In dem Skype-Interview, das uns vorliegt, erklärt Orsolya Jeney, wie sie als Direktorin von Amnesty International in Ungarn unter enormen internen Druck gesetzt wurde, damit Amnesty International praktisch die Rolle einer Oppositionspartei einnehme und die Regierung Orbán in den Medien verurteile – wenn nötig auch ungerechtfertigterweise.
Einmal haben wir von ganz oben die Anweisung erhalten, viel mehr Lärm gegen Orbán zu machen.
„Das war eine Aufforderung, die in diesem Fall schon über die Rolle von Amnesty hinausging. – Ich habe ihnen geantwortet: ‚Entschuldigung, aber mit welchem Recht kann ich, ich, das Mandat von Amnesty ändern?’“
Ihrer Meinung nach kam es auch vor, dass die NGO gebeten wurde, auf konkrete Nachrichten über diesen oder jenen Politiker zu reagieren, obwohl sie die Aufgabe dieser Bürgerrechtsorganisation eher darin sah, sich mit systemischen Phänomenen zu befassen.
Boykott
Die ehemalige Direktorin erinnert sich daran, wie Amnesty im Vorfeld des Einwanderungsreferendums zusammen mit anderen Organisationen zum Boykott der Abstimmung aufrief.
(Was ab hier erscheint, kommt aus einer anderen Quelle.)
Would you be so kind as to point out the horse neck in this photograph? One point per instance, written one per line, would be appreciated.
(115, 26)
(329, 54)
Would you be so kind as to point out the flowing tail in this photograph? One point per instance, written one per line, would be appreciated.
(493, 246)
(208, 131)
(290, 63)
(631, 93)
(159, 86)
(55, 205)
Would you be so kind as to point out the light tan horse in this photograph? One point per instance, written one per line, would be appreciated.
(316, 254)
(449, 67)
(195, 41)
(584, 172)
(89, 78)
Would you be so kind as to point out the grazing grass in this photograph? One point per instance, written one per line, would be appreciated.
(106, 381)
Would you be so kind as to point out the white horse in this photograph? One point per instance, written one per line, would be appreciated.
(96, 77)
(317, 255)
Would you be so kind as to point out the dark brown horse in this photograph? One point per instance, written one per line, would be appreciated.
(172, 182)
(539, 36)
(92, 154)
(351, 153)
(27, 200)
Das Ziel war, die Menschen davon abzuhalten, zur Wahl zu gehen. Da die Mission von Amnesty aber die Verteidigung der Menschenrechte ist, war meine Position, dass wir die Rechte der Menschen respektieren müssen, einschließlich des Rechts auf freie Meinungsäußerung. Dass es nicht unsere Aufgabe ist, den Menschen zu sagen, was sie tun sollen. Unsere Aufgabe beschränkt sich darauf, die öffentliche Aufmerksamkeit auf bestimmte Fälle zu lenken und es den Menschen zu überlassen, anschließend die richtigen Schlüsse daraus zu ziehen.
Sie gibt auch einen Einblick in die interne Arbeitsweise von Amnesty, indem sie berichtet, wie
die NGO in ihrem Namen eine Pressemitteilung herausgab, die sie weder geschrieben noch gelesen hatte.
Klickjagd-Schlagzeilen
Als weiteres Beispiel für die unerwünschte Beeinflussung der öffentlichen Meinung nannte sie sensationalistische Aussagen gegen die Regierung.
Mit all diesen Klickjagd-Schlagzeilen ist es leicht, eine Leserschaft zu beeinflussen, die ihre Regierung aus tiefstem Herzen hasst und bereit ist, jede Geschichte zu glauben, die Viktor Orbán die falsche Rolle zuweist, und oft lesen die Leute nicht einmal den Text des Artikels. Das ist eine Art von Fehler, den sich keine Organisation außerhalb der politischen Welt leisten kann.